19 Febbraio 2019 | Autore:


> Diritto e Fisco Pubblicato il 19 Febbraio 2019



Come si fa una legge in Europa? Come funziona la procedura legislativa ordinaria dell’Unione Europea? Quali sono i compiti del Parlamento e del Consiglio?

L’Unione Europea può essere paragonata ad un enorme Stato, costituito, come ogni altro, di propri organi e di proprie leggi. Come un qualsiasi Paese, quindi, l’Europa unita ha un Parlamento, un governo, dei giudici e degli organismi contabili; insomma, si tratta di uno Stato in piena regola. Come detto, anche l’Europa ha le proprie leggi, le quali sono un po’ particolari perché hanno come destinatari tutti gli altri Stati che la compongono e, soprattutto, i loro cittadini. Devi sapere, infatti, che chi è cittadino di uno Stato membro dell’Unione Europea è automaticamente anche cittadino dell’Unione; da questo particolare status derivano diritti (quali, ad esempio, quello alla libera circolazione) ma anche doveri, in primis quello di osservare le leggi emanate dall’Europa.

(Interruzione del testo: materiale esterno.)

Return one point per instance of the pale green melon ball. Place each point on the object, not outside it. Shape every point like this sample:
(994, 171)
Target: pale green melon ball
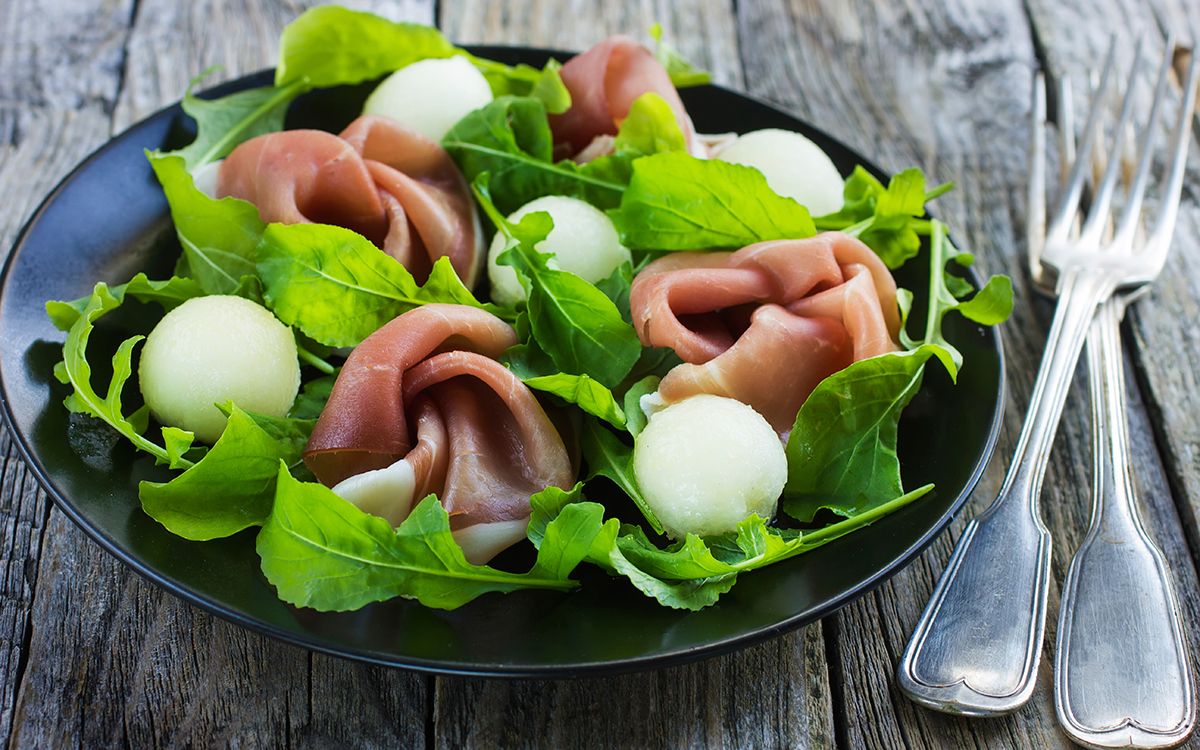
(706, 463)
(583, 240)
(216, 348)
(431, 95)
(795, 167)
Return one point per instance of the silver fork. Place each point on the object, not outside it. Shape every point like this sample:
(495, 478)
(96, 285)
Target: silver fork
(977, 645)
(1122, 677)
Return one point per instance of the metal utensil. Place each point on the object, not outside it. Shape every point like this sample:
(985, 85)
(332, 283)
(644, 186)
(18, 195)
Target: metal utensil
(1122, 676)
(978, 642)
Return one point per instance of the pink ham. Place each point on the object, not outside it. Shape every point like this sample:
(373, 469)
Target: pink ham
(427, 390)
(604, 83)
(382, 179)
(767, 323)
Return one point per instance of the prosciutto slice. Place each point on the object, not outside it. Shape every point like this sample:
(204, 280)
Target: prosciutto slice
(604, 83)
(379, 178)
(767, 323)
(423, 406)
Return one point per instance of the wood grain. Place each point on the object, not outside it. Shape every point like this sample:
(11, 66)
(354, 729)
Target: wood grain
(115, 661)
(58, 87)
(90, 655)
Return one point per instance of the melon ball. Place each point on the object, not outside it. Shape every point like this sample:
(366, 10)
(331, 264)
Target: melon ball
(706, 463)
(431, 95)
(795, 167)
(211, 349)
(583, 240)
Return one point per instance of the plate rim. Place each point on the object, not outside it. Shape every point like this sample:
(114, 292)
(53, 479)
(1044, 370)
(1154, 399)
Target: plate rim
(493, 670)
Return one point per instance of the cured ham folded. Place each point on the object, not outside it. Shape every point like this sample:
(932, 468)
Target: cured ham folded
(604, 83)
(767, 323)
(379, 178)
(423, 407)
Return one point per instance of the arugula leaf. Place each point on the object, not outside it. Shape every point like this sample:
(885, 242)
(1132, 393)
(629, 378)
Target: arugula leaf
(694, 573)
(77, 371)
(841, 453)
(678, 202)
(582, 391)
(219, 237)
(321, 551)
(171, 294)
(225, 123)
(510, 139)
(887, 220)
(331, 46)
(233, 486)
(339, 288)
(573, 322)
(607, 456)
(682, 72)
(989, 306)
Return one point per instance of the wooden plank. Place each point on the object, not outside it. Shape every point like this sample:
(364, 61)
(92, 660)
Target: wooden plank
(946, 89)
(774, 695)
(1165, 413)
(60, 81)
(117, 661)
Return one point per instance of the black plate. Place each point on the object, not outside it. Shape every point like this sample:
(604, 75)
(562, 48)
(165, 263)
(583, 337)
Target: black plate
(109, 220)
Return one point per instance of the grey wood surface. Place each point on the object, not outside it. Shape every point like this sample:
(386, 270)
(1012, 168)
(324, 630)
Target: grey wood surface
(91, 655)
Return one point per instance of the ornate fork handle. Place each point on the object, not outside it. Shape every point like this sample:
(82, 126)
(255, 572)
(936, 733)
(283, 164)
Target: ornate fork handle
(977, 646)
(1122, 676)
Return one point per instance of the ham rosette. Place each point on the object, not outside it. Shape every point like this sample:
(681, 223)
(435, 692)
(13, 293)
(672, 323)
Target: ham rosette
(379, 178)
(423, 406)
(604, 83)
(767, 323)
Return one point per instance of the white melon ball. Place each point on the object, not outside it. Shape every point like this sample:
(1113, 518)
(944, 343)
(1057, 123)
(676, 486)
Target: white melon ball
(583, 240)
(706, 463)
(431, 95)
(216, 348)
(795, 167)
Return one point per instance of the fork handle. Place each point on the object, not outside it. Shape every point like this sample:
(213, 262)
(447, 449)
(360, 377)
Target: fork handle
(977, 645)
(1122, 676)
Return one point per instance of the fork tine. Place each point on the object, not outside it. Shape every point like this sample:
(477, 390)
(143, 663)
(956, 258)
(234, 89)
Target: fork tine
(1132, 213)
(1164, 226)
(1066, 126)
(1036, 219)
(1098, 215)
(1061, 223)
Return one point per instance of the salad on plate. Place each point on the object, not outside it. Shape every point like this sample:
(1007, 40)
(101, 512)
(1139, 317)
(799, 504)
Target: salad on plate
(401, 349)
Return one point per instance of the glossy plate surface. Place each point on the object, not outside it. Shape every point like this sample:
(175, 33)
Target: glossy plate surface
(108, 220)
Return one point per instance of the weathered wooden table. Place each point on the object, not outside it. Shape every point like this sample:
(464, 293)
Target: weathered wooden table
(91, 655)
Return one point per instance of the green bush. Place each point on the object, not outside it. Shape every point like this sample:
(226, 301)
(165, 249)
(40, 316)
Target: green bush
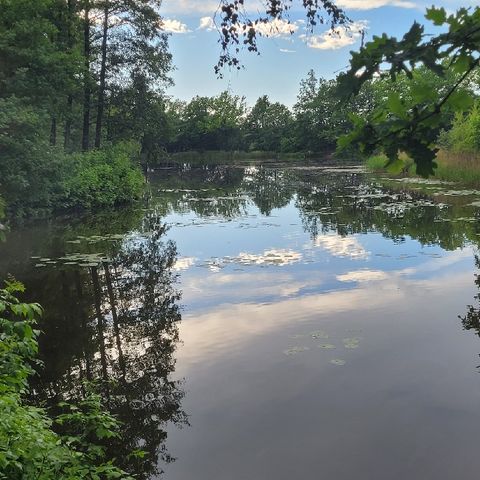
(30, 448)
(104, 178)
(464, 136)
(31, 170)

Le leggi europee sono un po’ particolari, sia per quanto riguarda gli effetti che per quanto riguarda la denominazione; anche l’iter che conduce all’approvazione ed emanazione di una legge a livello europeo è molto particolare. Se questo argomento ti interessa, ti consiglio di proseguire nella lettura: ti spiegherò chi fa le leggi in Europa.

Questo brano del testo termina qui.